最後の点検は扉の状態です。壁は居心地のための資材であって監禁のための資材ではないので、出る扉が入る扉と同じくらいよく見えてこそ、アジトです。この項目は、第12章で梯子の扉を点検する際に再び取り上げます。そして次章の予告をします。ここまで扱ってきたコードと物語と典礼と聖所は、すべて人間が作り、人間が運用してきたものです。今度はその運用席に、人間ではないものが着席する場面を見る番です。オーラル・ロバーツが手を置けと言ったあの媒体が、いまや答え始めたので、次章でその場面へと渡っていきます。


もっと知る

  • パトリック・ギアリー(Patrick J. Geary)、『フルタ・サクラ』(Furta Sacra)。中世の聖遺物盗難と取引経済を扱った標準的な研究です。
  • 聖地巡礼とコンテンツツーリズム。『らき☆すた』ファンによる鷲宮神社への巡礼が、この現象の代表事例として研究されています。

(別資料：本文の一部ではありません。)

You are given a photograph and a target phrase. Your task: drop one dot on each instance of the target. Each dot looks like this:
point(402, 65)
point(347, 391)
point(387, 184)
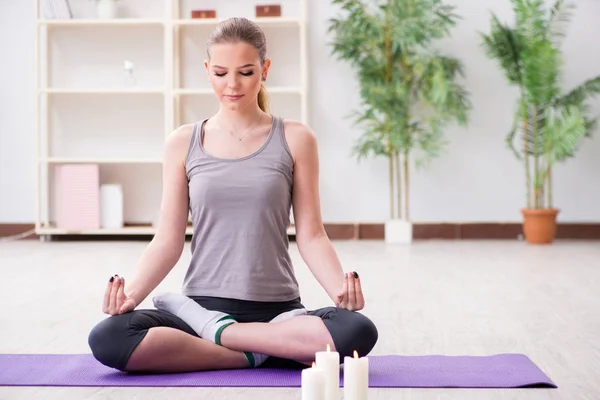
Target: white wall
point(477, 179)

  • 中世の聖遺物等級制。カトリック教会の聖遺物関連の公式文献と教会史資料で確認できます。
  • バーニングマン(Burning Man)。砂漠に一週間限定の都市を建てる臨時聖所の極端な事例で、コミュニティの十の原則が公開されています。
  • コミックマーケット(コミケ)。世界最大の同人誌即売会で、半年ごとに開かれる巡礼地がどのように運営されているかを示す標本です。
  • ポケモンパン「ティブシール」騒動(2022年)。再発売されたパンのシール一枚が、接触と希少性と物語という三つの機制をすべて作動させた、韓国国内での聖物化事例です。